It’s been almost three months now since the Brexit transition period ended and the UK officially left the EU single market. As expected, it has caused a great deal of heartache on both sides since coming into effect. The initial few weeks saw major delays at ports due to excess paperwork and red tape. And delivery times were majorly impacted due to shipments being held or rejected.
Most businesses had to up their customer services game as they were dealing with an increase in queries from confused and frustrated customers. And, according to the RHA, the resulting Brexit effect has seen a whopping 68% decrease in exports going through UK ports to the EU compared to the same time last year.
The main problems
By far the biggest grievance has been the new VAT charges that are applicable to goods imported from the UK. As the UK is now recognised as a third party country, the rules state that any goods imported from the UK that are over £135 will have VAT applied at the point of delivery meaning the customer will have to pay upon receipt of the goods. For any goods purchased that are less than £135, then the onus is on the UK company to pay the VAT.
It is also required that the customer completes a customs declaration form for any goods imported. This is usually completed by the courier for yet another additional cost.
The rules also state the UK company must register for VAT in any country that it sells to.
Another bone of contention has been over the increase in the paperwork required. It takes considerably longer now to complete all the forms necessary to ship a product and in a lot of cases goods have been rejected due to incorrect completion, adding to frustrations. Many businesses have opted to hire a third party to perform this service as it is simply taking time away from other vital business operations, but this may not be an option for some smaller businesses.
The above has inevitably led to big delays with deliveries. Customers have been left waiting for their orders, suppliers have seen their products rejected and returned due to inaccuracies with paperwork or the refusal of customers to pay VAT at the point of receipt. Some trucks have even come back to the EU empty due to issues on the UK side. The head of the RHA has said that this situation will only escalate if something is not done soon.
Payment Gateways and Merchant Accounts
Something else which seems to have caught some online businesses off-guard was the fact that they would have to update their merchant accounts and checkout systems to account for the new VAT. Again, this is an additional cost that many businesses don’t want to spend. One way that some online retailers are getting around this, however, is to use online marketplace platforms such as Amazon, eBay and Etsy.
These will automatically add on the additional VAT at checkout. (Luckily we provide full marketplace integrations and fulfilment services that can further support this option!)
An end to the transitional period
One other factor which has yet to come fully into force, but which is sure to cause further headaches is when the extended transition period for the EU GDPR comes to an end. This will mean that the UK will take on its own version of GDPR (UK GDPR), but it also means that for GDPR purposes, the UK will become a third party country and this has a whole other set of implications about what data can be collected from EU customers and how it can be stored.

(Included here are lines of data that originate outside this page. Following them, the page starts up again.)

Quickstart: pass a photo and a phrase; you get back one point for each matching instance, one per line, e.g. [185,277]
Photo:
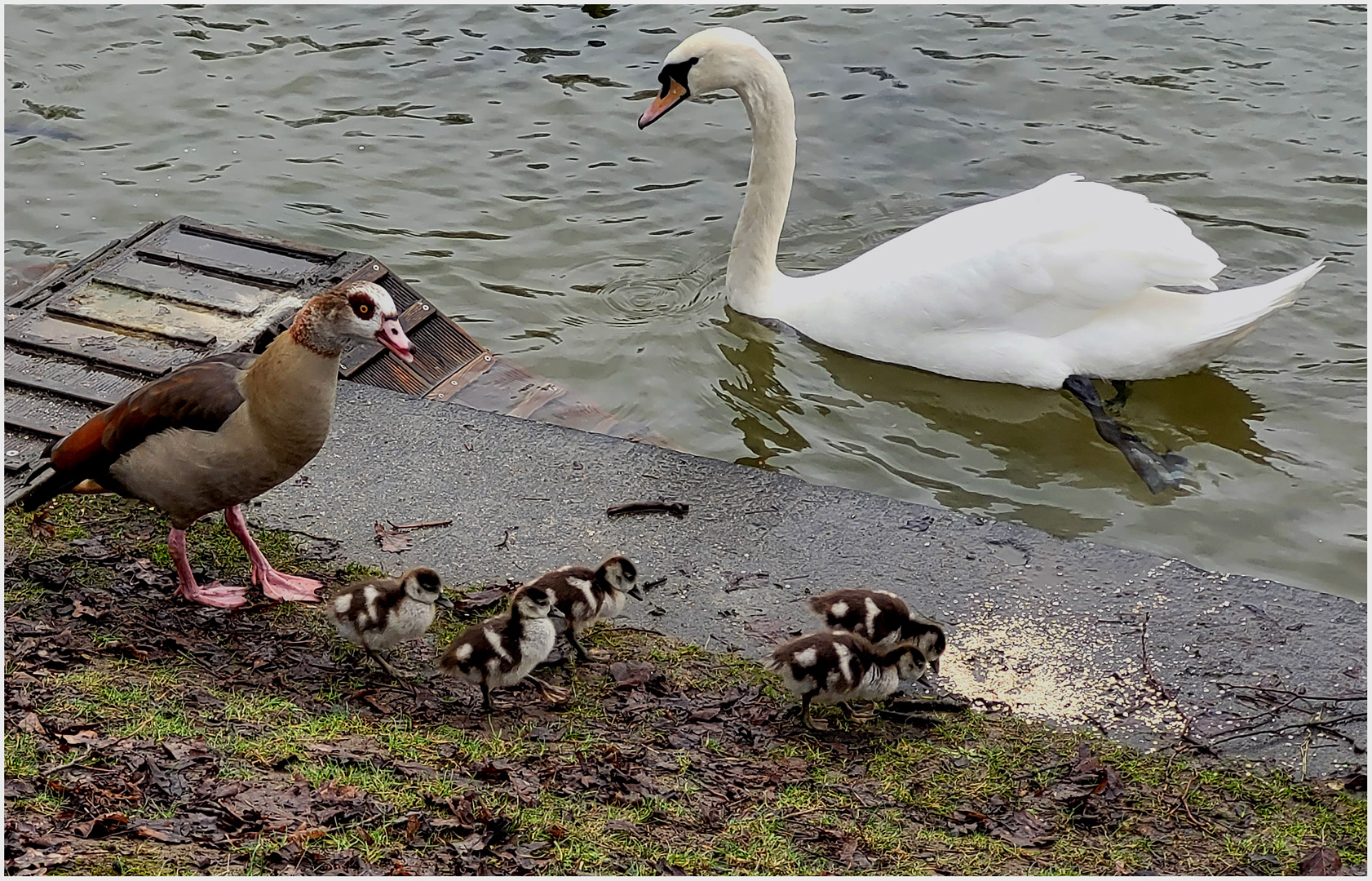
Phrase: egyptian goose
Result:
[379,613]
[504,649]
[836,667]
[883,618]
[1047,287]
[585,597]
[219,432]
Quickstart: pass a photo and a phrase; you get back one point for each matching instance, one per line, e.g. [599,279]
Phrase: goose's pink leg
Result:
[210,595]
[275,585]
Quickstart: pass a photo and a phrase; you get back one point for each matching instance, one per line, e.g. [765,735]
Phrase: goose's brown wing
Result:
[199,396]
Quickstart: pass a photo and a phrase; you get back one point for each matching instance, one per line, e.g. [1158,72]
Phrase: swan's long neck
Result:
[752,261]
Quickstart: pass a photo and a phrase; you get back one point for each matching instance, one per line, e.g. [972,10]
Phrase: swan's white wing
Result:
[1039,263]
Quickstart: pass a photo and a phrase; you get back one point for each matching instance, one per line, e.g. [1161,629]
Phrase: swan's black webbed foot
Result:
[1158,472]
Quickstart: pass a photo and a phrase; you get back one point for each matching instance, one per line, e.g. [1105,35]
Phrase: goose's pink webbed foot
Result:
[209,595]
[275,585]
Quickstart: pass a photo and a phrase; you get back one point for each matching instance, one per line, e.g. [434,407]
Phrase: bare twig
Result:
[1272,691]
[418,526]
[677,509]
[1250,732]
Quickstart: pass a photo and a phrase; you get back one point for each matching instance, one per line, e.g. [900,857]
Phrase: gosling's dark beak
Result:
[674,95]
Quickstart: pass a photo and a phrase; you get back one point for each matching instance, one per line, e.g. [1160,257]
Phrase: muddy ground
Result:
[148,736]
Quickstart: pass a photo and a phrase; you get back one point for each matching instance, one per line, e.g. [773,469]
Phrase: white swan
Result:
[1044,289]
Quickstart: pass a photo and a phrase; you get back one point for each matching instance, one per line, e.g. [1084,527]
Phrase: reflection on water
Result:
[490,155]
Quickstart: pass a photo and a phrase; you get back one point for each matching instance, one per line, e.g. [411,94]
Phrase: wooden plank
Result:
[96,345]
[64,390]
[99,306]
[173,281]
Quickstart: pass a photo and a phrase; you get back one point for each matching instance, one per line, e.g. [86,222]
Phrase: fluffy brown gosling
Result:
[586,597]
[379,613]
[836,667]
[884,619]
[504,649]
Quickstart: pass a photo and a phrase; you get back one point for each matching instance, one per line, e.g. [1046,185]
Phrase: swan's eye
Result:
[678,73]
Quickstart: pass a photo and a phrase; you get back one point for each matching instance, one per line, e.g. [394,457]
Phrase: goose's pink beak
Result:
[392,336]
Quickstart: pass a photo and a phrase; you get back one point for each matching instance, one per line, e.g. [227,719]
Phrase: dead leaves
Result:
[1321,861]
[1091,790]
[1001,821]
[630,675]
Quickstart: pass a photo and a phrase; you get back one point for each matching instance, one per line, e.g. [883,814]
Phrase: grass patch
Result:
[703,768]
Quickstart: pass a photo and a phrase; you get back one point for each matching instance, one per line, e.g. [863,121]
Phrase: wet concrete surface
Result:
[1146,649]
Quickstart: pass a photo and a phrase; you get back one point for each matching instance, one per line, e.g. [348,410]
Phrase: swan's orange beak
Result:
[675,95]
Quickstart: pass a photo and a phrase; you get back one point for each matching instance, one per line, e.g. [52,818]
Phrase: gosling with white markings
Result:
[884,619]
[586,597]
[837,667]
[379,613]
[504,649]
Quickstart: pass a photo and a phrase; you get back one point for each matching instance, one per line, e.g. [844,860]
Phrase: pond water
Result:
[490,155]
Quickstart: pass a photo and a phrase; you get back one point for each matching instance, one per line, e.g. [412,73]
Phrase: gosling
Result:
[883,618]
[836,667]
[586,597]
[379,613]
[504,649]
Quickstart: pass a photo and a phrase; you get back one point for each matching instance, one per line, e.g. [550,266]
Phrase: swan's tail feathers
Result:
[1239,311]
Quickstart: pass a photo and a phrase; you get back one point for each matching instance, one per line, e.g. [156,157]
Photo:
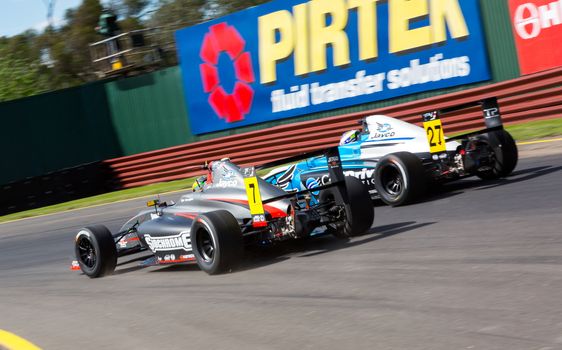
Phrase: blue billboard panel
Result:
[292,57]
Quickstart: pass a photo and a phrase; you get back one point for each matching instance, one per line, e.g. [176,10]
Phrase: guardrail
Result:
[531,97]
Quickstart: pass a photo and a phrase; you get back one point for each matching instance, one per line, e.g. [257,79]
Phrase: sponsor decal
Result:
[225,183]
[384,130]
[537,29]
[287,58]
[285,180]
[75,266]
[313,183]
[169,243]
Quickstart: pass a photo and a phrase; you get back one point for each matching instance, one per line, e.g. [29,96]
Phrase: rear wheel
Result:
[400,178]
[357,215]
[95,251]
[217,242]
[505,155]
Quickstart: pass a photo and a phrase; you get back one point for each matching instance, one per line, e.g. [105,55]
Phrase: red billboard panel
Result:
[537,27]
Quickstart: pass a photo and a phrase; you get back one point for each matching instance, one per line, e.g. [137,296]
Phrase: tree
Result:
[178,13]
[20,78]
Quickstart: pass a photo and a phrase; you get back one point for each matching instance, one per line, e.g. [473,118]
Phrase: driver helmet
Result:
[199,183]
[349,137]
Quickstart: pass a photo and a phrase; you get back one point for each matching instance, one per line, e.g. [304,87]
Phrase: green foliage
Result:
[20,76]
[58,58]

In a nutshell, Brexit has not been easy for eCommerce businesses to get to grips with.
What will help?
Companies really need to ask the question, is it worth the hassle? Will it be worth it for them to invest time or money into ensuring compliance with these new rules and regulations? In a lot of cases, the answer might be no for now, but for many businesses, the EU or UK market is simply too lucrative for them to give up. Figuring out what can make this easier and doing that may just make it all worthwhile.
There are certain steps that can be taken now, if not already done that could make life a lot easier. We outlined some of these in a previous article which you can find here.

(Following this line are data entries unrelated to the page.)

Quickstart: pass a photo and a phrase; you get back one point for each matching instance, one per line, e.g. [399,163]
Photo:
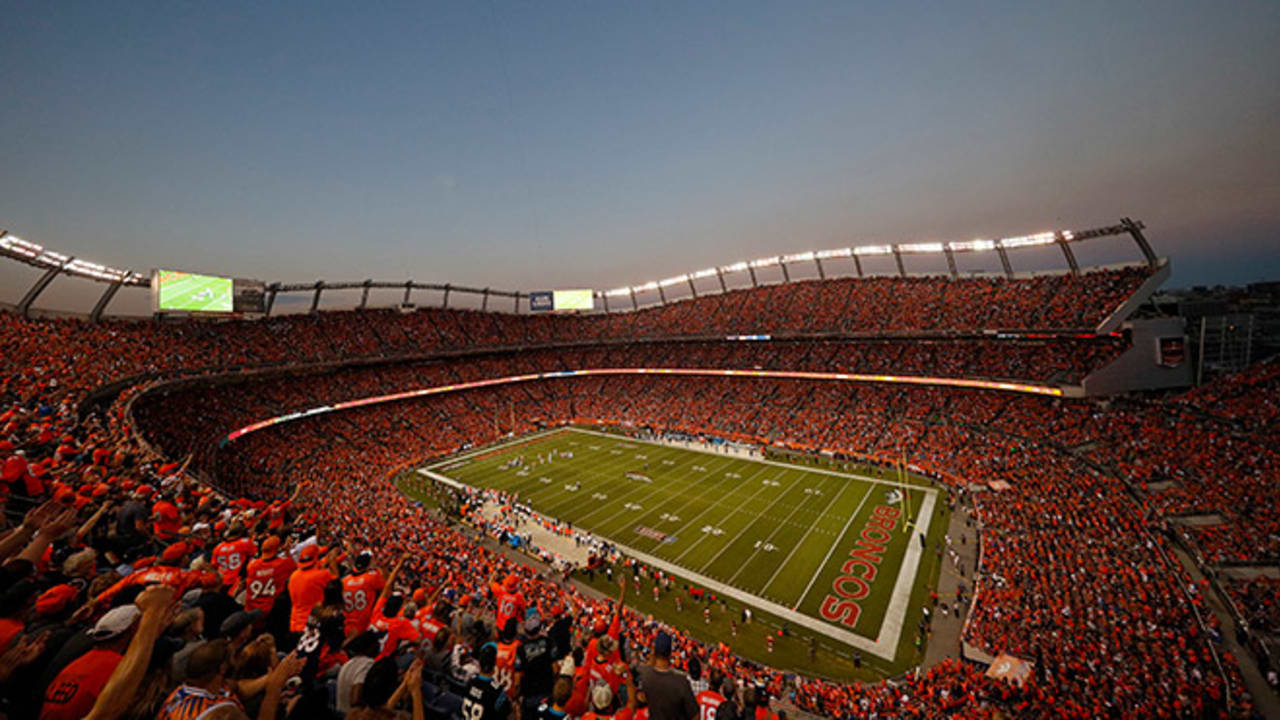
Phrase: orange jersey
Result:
[275,515]
[231,556]
[167,520]
[181,580]
[359,595]
[306,591]
[708,701]
[510,605]
[73,691]
[504,669]
[265,580]
[398,629]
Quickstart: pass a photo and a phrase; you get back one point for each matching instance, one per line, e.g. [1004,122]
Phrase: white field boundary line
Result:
[833,546]
[895,614]
[776,464]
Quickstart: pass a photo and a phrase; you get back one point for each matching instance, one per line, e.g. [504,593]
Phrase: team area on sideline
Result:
[836,552]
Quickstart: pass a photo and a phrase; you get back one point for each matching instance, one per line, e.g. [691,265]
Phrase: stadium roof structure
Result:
[56,263]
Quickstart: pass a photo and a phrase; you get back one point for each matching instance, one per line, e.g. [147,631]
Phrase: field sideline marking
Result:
[776,529]
[805,536]
[895,613]
[776,464]
[833,545]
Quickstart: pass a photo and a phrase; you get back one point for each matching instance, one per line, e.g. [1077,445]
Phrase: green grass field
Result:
[196,294]
[768,534]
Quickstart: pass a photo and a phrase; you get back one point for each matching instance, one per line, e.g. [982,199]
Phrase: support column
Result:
[315,299]
[1004,261]
[1136,231]
[951,261]
[27,300]
[101,301]
[1066,253]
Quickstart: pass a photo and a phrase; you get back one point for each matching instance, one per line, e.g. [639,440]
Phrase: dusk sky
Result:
[543,144]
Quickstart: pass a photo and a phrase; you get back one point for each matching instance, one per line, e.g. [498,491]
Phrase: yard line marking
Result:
[554,502]
[763,461]
[744,531]
[787,559]
[711,483]
[757,551]
[823,564]
[709,507]
[758,491]
[645,497]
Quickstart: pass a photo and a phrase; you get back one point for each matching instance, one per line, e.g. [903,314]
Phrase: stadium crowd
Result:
[301,583]
[45,349]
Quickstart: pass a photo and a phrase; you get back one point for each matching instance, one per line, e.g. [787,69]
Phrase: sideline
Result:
[885,646]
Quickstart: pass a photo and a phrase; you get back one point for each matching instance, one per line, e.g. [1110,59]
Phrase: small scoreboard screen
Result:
[561,300]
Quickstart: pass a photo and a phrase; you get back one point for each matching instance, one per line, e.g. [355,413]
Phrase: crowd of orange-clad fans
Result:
[301,583]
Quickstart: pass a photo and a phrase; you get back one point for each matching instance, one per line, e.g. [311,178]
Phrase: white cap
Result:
[115,623]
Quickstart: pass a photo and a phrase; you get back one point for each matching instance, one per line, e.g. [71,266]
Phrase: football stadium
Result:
[1016,470]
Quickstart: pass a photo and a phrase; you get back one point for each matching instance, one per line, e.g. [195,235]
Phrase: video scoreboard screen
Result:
[176,291]
[561,300]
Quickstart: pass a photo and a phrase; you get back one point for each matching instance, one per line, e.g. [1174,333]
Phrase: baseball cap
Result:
[237,621]
[662,645]
[604,645]
[309,555]
[115,623]
[602,697]
[270,546]
[174,552]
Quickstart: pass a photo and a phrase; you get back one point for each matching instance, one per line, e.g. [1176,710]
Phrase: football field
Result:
[836,552]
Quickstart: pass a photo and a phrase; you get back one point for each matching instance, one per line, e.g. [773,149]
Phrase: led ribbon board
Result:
[694,372]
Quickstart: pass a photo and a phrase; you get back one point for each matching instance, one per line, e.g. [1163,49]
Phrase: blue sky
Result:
[542,144]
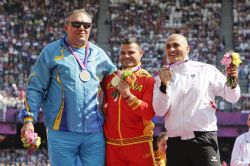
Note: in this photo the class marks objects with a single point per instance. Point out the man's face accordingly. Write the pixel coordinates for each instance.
(177, 48)
(78, 29)
(130, 55)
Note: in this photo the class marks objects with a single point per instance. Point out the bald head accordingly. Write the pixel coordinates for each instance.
(179, 37)
(177, 48)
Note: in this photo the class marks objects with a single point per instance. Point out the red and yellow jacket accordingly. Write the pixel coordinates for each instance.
(129, 123)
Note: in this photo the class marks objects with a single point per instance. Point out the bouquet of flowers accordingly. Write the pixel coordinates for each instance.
(127, 75)
(231, 59)
(31, 141)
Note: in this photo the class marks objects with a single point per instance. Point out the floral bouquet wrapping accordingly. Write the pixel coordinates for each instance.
(127, 75)
(31, 141)
(231, 59)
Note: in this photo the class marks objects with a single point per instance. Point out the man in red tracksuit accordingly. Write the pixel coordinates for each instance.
(128, 111)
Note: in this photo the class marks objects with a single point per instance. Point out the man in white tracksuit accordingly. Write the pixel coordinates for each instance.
(184, 94)
(241, 150)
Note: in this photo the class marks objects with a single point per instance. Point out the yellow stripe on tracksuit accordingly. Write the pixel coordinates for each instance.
(60, 113)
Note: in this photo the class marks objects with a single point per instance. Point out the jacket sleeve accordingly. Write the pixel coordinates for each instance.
(237, 154)
(143, 107)
(161, 101)
(37, 86)
(220, 89)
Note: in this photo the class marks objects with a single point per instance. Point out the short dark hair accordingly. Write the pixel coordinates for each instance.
(131, 41)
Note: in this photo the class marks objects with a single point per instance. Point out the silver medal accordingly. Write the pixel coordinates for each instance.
(84, 76)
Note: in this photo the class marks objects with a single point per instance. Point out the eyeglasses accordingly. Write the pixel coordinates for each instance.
(86, 25)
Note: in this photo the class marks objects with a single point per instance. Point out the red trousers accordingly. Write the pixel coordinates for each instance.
(140, 154)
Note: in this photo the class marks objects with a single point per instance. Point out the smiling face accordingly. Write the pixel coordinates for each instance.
(77, 36)
(177, 48)
(130, 55)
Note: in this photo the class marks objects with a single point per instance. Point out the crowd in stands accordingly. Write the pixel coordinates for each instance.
(151, 21)
(25, 28)
(241, 36)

In that article, we discussed how you could apply for AEO status. AEO certification essentially means that after a verification process you could go on to enjoy certain relaxations from standard customs controls.
We also recommended that you apply for both UK and EU EORI numbers. An EORI number needs to be quoted in documentation such as customs declarations and clearances and it is extremely important to obtain both numbers to ensure the smooth clearance of goods at customs.
Another option would be to engage the services of an order fulfilment company that can handle a lot of this for you. At ParcelPlanet we offer a full order fulfilment service with storage and warehousing, stock management, order processing, shipping, tracking and delivery and as mentioned earlier we offer software and marketplace integrations to make this a smooth and hassle-free service.
Overall it is still quite hard to say what effect Brexit will have long term. The general consensus is that it is still too confusing. Many businesses on both sides, EU and UK, have suspended deliveries in and out for the time being and are waiting for the dust to settle in the hopes that everything will become clearer.
In all the frustration, however, the outlook from the majority appears to be that we will all adapt and adjust, it will just take time.